Introduction to MPI

Multi-Process Programming

Both Pthreads and OpenMP are for writing multi-threaded programs.

MPI (Message Passing Interface) is for writing multi-process ones. This is quite a different model:

Each process has its own address space, so variables are not implicitly shared.
Data must be shared explicitly, via messages.
The processes can run on the same machine, or be distributed.

Hello World

Hello world in MPI might look like this:


#include <stdio.h>
#include <mpi.h>

int main(int argc, char** argv) {
    int rank, size;

    /* initialize MPI */
    MPI_Init(&argc, &argv);

    /* get the rank (process id) and size (number of processes) */
    MPI_Comm_rank(MPI_COMM_WORLD, &rank);
    MPI_Comm_size(MPI_COMM_WORLD, &size);

    /* print a hello message */
    printf("Hello from process %d of %d!\n", rank, size);

    /* quit MPI */
    MPI_Finalize();
    return 0;
}

You might notice that, unlike Pthreads or OpenMP, there is no code to create any threads/processes. That is because the entire program is run by each process.

Compiling and Running

To compile MPI programs you cannot use the standard gcc command. You must use the mpicc command:


$ mpicc hello.c

This command is a wrapper over gcc that adds the necessary compiler and linker flags.

We can then run our program in the standard way:


$ ./a.out

However that runs it only as one process!

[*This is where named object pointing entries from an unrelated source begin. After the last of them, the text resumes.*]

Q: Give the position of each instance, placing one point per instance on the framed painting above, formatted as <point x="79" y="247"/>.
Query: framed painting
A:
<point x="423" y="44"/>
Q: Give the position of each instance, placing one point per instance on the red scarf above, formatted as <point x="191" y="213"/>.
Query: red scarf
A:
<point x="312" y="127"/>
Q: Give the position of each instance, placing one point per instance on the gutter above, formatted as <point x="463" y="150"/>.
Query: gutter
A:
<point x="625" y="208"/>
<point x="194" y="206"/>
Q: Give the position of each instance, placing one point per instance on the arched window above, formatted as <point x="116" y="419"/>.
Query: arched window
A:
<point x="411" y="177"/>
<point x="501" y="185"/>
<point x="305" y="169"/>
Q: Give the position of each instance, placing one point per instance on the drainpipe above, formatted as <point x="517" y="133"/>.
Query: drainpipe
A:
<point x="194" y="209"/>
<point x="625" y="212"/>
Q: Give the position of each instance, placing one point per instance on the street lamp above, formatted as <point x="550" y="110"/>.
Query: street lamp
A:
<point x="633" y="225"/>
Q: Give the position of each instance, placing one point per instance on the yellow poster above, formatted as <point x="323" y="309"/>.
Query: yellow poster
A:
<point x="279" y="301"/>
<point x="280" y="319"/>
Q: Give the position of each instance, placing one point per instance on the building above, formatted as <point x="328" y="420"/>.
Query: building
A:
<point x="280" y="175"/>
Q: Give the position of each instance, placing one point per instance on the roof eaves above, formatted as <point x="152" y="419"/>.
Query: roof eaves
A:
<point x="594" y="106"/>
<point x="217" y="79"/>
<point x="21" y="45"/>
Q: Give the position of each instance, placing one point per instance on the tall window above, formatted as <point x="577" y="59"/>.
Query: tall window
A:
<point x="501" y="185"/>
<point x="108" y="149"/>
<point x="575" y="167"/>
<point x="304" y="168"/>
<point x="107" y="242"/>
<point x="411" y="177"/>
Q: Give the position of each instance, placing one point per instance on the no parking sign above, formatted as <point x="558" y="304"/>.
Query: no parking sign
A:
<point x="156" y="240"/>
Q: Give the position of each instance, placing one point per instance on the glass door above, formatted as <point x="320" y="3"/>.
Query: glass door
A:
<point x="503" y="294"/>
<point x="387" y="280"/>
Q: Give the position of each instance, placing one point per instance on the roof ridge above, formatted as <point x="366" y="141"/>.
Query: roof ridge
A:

In order to launch multiple processes, we use the mpirun command:


$ mpirun -np 8 ./a.out

This tells MPI to launch 8 processes running our program, and give them each a rank.

Disabling Warnings

If you run MPI and get warnings about missing network interfaces such as:

--------------------------------------------------------------------------
[[35292,1],0]: A high-performance Open MPI point-to-point messaging module
was unable to find any relevant network interfaces:

Module: OpenFabrics (openib)
  Host: cs

Another transport will be used instead, although this may result in
lower performance.
--------------------------------------------------------------------------

Then add the following to your .bash_profile:


export OMPI_MCA_btl_base_warn_component_unused=0

MPI and C++

We can also use MPI with C++ programs.


#include <iostream>
#include <mpi.h>

int main(int argc, char** argv) {
    int rank, size;

    /* initialize MPI */
    MPI_Init(&argc, &argv);

    /* get the rank (process id) and size (number of processes) */
    MPI_Comm_rank(MPI_COMM_WORLD, &rank);
    MPI_Comm_size(MPI_COMM_WORLD, &size);

    /* print a hello message */
    std::cout << "Hello from process " << rank <<  " of " << size << "!" << std::endl;

    /* quit MPI */
    MPI_Finalize();
    return 0;
}

The procedure for compiling and running is nearly the same, except we use "mpic++" instead of "mpicc":


$ mpic++ hello.cpp 
$ mpirun -np 8 ./a.out

The Message Passing Paradigm

Threads communicate by passing messages amongst themselves. Messages are simply blocks of data.

Messages may be passed "point-to-point", where one process sends a message and another receives it.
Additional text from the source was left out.